Sometimes close friends of mine express confusion about my actual age. This is down to a number of factors. My father habitually concealed his age. My reasons are different. I don’t want notional decade numbers to shift me out of the mix for parts that I could very efficiently play. I can play a wide range of ages. Partly because I’ve kept a youthful heart. Partly because I can grow a beard that adds minimum five years. Today is my birthday. I’m 64,156,643 years old. It’s my birthday in that I’m writing this after midnight. I should be in bed. I can’t afford an uber, and even mentioning their name right now makes for some big debates that I don’t have headspace for. I’m splashing out on a night bus instead.
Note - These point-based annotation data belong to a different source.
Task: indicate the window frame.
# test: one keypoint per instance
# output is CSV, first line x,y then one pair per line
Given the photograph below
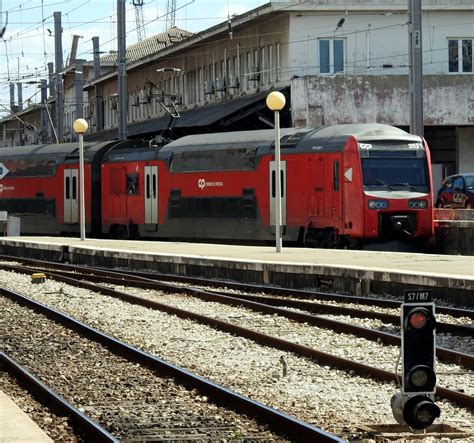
x,y
331,62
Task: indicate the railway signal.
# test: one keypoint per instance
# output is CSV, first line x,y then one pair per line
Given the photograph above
x,y
415,405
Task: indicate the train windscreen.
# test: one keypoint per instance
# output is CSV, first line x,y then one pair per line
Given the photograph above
x,y
394,166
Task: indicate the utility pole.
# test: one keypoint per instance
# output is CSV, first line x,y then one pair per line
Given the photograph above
x,y
416,68
122,71
44,111
12,97
78,86
20,96
58,49
140,23
170,14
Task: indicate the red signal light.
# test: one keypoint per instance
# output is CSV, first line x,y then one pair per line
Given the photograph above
x,y
418,320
The occasion of my birthday makes me remember my old friends the dinosaurs. It’s so uncomfortable how the millennials make them out to be great big terrifying man-eating lizards. I can guarantee you that none of them ever ate a human in their life. Not even Rex. He had a heart of gold, did Rex, despite those tiny hands. “Yeah, they’re tiny,” he would say to detractors. “But my penis is 20 foot long.” Then he’d show people. “Any world leader that lets their own tiny hands worry them – it’ll be because at heart they’re worried their penis is miniscule.”

Then there was Stego. In the end she was just too spiky for our relationship to last. I love spiky lovers usually. I’m drawn to the sharp edges. But not when I nearly lose a leg. Enough is enough. Plus I was jealous of her tail, if I’m honest.

As you might be able to glean, I’m hanging out with lots of people who are marginally younger than I am. I was working the immersive Gatsby as front of house/security/deal-with-the-drunk-people-guy. My first night in that role, but working with friends. Afterwards we all sang improvised songs to guitar, played cards, chatted, and laughed. Here some of them are, looking drunk. Imagine how I look:


Now I’m making words on a nightbus that might as well be a daybus. It’s 5.25am. I put an incomplete filler blog to post at this time so I expect I’ll have to paste over it. Tomorrow is my birthday proper. Who knows what madness I’ll manage. It’ll be nothing to what Tracey Ratops was capable of back when Rex and I were homies. She and I would have it LARGE. I’d wake up in those days with my mouth full of raw Plesiosaur fins wondering how I even got into that cave in the first place.

Tomorrow i’m thinking a late pub lunch in Chelsea. 3pm. I’m not 64,156,142 any more so I need to sleep. Time to rein it back. It’s almost six and I haven’t slept yet. When you get close to 65 million you need to start thinking about longevity and taking care. I’ll learn in time. Another million years or so.

I haven’t thought my birthday through at all. Phone me if you’re free and fancy Altime. I want to see you. I’m just crap at organising. No Icthyosaurs. Last time one bit off my tail. And absolutely no bloody Velociraptors. Seriously guys. Even Rex hated those fuckwits. God rest his soul.